There comes a hurried knock at the door, like that of a pursuivant; all start up and listen – like deer when they hear the huntsmen. We leave our food and commend ourselves to God in a brief ejaculation, nor is word or sound heard till the servants come to say what the matter is. If it is nothing, we laugh at our fright.14
It is surprising that the Vauxes were not targeted with the Treshams and the other recusant families whose homes were raided on 27 August 1584 in a major crackdown on Catholic centres in and around London.15 Perhaps Burghley’s friendly shadow was behind the omission, or perhaps a decision was made to observe the family from within. According to Thomas Dodwell, a renegade priest in the pay of the government, Henry Vaux was keeping ‘in manner of a serving man one Bridge alias Gratley, a seminary priest’. What Dodwell did not mention, and probably did not know, was that Gratley was himself a government spy. It was, perhaps, on the recommendation of the unsuspecting Henry Vaux that he soon became chaplain to the Earl of Arundel, a recent convert to Catholicism. In April 1585, the Earl wrote to Queen Elizabeth explaining his decision to forsake his family, friends and property for a life on the Continent ‘without danger of my conscience, without offence to your Majesty, without this servile abjection to mine enemies & without the daily peril to my life’. He did not make it beyond the Channel. He was captured in his boat and taken to the Tower of London, where, a decade later, he would die. Gratley had betrayed him and, unfortunately for the Vauxes, he was not the only spy in their midst.16
*
On 10 July 1584, William of Orange, the Dutch resistance leader and Protestant figurehead, was assassinated. He was shot in the chest by a Catholic fanatic, who said ‘he had done an act acceptable to God … and that for so doing, he was confident that he should be sanctified and received into the heavens into the first place near to God’.17 It transpired that Philip II of Spain had offered a bounty for Orange’s death. Two months later the city of Ghent succumbed to Philip’s general, the Duke of Parma. The grim spectre of Spanish victory in the Low Countries – and consequently of Habsburg control of the North Sea coastline – loomed large. The Duke of Guise’s Catholic League looked set to dominate affairs in France and by the end of the year it had concluded an alliance with Spain to prevent the succession of the Protestant heir. The forces of international Catholicism were arguably more militant and menacing than at any previous time in Elizabeth’s reign. Her government braced itself for war.
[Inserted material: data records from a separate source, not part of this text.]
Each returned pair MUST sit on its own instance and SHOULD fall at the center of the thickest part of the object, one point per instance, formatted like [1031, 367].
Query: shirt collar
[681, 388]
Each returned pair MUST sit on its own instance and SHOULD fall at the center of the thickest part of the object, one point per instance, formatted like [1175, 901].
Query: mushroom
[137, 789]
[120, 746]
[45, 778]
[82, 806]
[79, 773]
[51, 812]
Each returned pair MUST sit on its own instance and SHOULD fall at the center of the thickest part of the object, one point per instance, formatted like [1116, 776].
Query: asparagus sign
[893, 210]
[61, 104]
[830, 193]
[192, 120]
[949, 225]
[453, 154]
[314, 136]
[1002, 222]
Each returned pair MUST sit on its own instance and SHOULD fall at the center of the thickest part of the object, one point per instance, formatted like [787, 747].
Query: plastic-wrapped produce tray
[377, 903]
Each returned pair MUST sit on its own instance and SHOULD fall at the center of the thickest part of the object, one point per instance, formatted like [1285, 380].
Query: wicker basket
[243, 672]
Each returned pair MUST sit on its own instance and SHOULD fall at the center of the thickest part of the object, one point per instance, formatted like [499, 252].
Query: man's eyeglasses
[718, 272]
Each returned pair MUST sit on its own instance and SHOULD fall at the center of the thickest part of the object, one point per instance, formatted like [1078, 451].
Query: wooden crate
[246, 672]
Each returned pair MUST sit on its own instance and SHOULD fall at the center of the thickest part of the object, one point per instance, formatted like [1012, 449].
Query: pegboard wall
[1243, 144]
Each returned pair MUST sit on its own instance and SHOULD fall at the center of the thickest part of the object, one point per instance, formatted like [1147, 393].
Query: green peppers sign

For many Protestants, ‘the enemy within’ was just as threatening. Catholic polemic had become noticeably more offensive and there was a steady stream of intelligence leading to further intrigues on behalf of Mary Stuart. Some plots were obscure: we may never fathom the true intentions of puffed-up William Parry, a government agent, turned Parliamentarian, turned freelance adventurer, who became ensnared in his own trap to expose disloyalty within the Catholic community. Other designs on Elizabeth’s life were frighteningly simple: John Somerville seems only to have had a ‘frantic humour’ and a pistol in his pocket when he set off from Warwickshire to kill the Queen.18 But as the fate of William of Orange highlighted, it only took one extremist, bent on martyrdom and blind to worldly consequence, to effect an assassination. The thread upon which hung the safety of the Queen, and that of her subjects, was frail indeed. In the autumn of 1584, Burghley and Walsingham discussed ways of making it a little stronger.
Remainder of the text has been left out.